The IRS keeps enforcing strict rules on filing 1099s on time. When filing federal income tax you will be asked if your Corporation makes any payments that require 1099 and if you have filed those forms. For this tax providing false information regarding 1099s may have future implications for companies and their directors. 

Source: IRS Article June 2018

Determining the Difference Between W2 and 1099. AND WHY IT MATTERS.

The IRS is constantly conducting payroll audits for misclassification of workers. It is a very common mistake that small business owners make, but one that comes with a very heavy fine if an auditor decides to find an owner guilty of doing so. Small businesses are easy targets because most lack an HR department to ensure that employee files are dealt with correctly. Most small business owners would rather believe that if the IRS hasn’t knocked on their door by now, they probably aren’t coming. They are wrong.

I started working with a client right around the time that she received her audit notice last year. She confessed to me that she had been classifying everyone working for her as a 1099 for years! By the time she realized it, putting these misclassified workers on payroll, as employees should be, would have been more expensive than what she could realistically afford. My client had grown her business saving over 35% on labor costs and now she had workers she could not legally afford. She thought that because she paid these workers anyway, what she was doing was really harmless. But the IRS takes this matter very seriously so it’s important for you to always know when a worker is considered an independent contractor (1099) or an employee (W-2), and the proper procedure that each one requires.

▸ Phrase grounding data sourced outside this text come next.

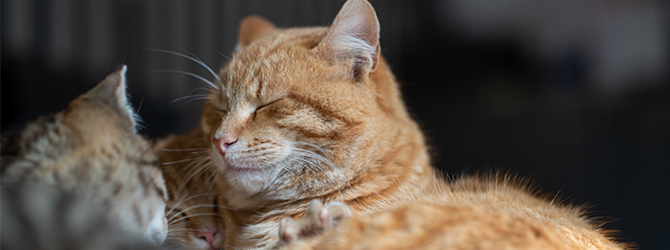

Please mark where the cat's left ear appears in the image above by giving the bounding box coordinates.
[85,65,137,130]
[317,0,380,81]
[237,15,276,49]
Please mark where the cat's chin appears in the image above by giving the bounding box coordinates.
[222,163,276,194]
[225,165,264,175]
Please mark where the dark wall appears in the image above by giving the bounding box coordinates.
[2,0,669,248]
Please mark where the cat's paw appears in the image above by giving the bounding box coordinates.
[279,200,352,243]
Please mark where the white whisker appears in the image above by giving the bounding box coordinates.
[161,158,197,165]
[162,148,208,152]
[171,94,210,104]
[169,213,220,226]
[165,193,208,218]
[168,203,225,223]
[145,48,222,84]
[152,69,218,90]
[184,97,213,105]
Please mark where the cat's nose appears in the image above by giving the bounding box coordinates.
[214,136,237,155]
[197,227,218,249]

If your intentions are to do things right but the lines between employee and independent contractor seem to blur all too easily, I’ve put together 4 fool proof ways to help you determine if your worker should be receiving a 1099 or a W-2 at the end of the tax year.

1. Work hours: This can be one of the easiest ways to know right off the bat. If you tell your worker at what time they must report to the office or be out on the field and how long you expect them to be there, they are 100 % an employee.

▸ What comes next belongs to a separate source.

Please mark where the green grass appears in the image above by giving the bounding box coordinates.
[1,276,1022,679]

2. Tools and supplies: Are you providing all of the supplies and materials for your worker to perform the tasks agreed? They are 100% an employee.

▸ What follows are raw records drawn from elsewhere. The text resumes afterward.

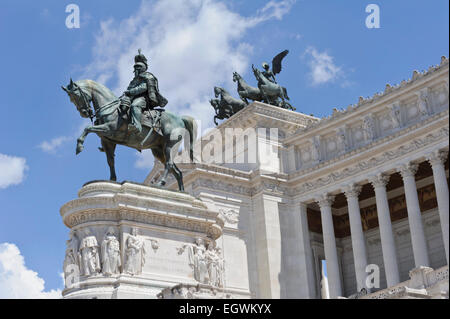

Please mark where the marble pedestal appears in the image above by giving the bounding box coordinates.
[60,181,224,299]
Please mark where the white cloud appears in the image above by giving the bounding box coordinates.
[38,136,73,154]
[83,0,294,168]
[256,0,296,21]
[304,46,344,86]
[0,243,61,299]
[38,119,91,154]
[0,153,28,189]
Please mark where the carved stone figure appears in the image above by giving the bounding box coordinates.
[62,50,197,192]
[363,114,375,141]
[417,89,430,116]
[187,238,209,284]
[79,229,101,276]
[124,228,146,275]
[310,136,321,162]
[101,228,121,276]
[205,244,224,287]
[336,127,348,153]
[389,102,402,128]
[63,230,80,285]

3. Payment terms: Do you receive an invoice from your worker or are they clocking in to the time tracker monitored by your office? If your worker is invoicing you, they are 100% an independent contractor. If you are paying your worker based off their weekly time sheet generated by you or any of your company’s applications, then they are 100% an employee.

4. Availability: Is your worker free to provide similar services to other companies while they are providing their services to you at the same time? If there is no conflict of interest there, then that worker is 100% an independent contractor.
It’s important to always classify your workers correctly. If you have been consistently doing so, keep records of all contracts and hire forms in case you have to dispute an audit.

 

What to expect when audited:
When you receive an audit notification, you will be notified for which period they are choosing to audit you. It is in your best interest to send as much information of the two pages of information requested by the IRS. The funny thing is that when you are audited for misclassification of workers they request everything from your balance sheet, to your cash flow statement, even stub payment copies for that period. Most of the information that will be requested by your auditor can actually be printed straight from your accounting software, so here is where the importance of keeping clean books comes in as well.

The earlier you do things right, the better. But if you are already in the middle of an audit, speak with your accountant and develop the best way to proceed. They will know if there is any possibility of fees being reduced and they can give you an idea of how serious your case is. However, in the end it is up to your auditor to decide whether or not to fine you to the full extent. Some auditors just intend to “educate” you and fine you less than the required amount with the agreement that you will attend an additional meeting.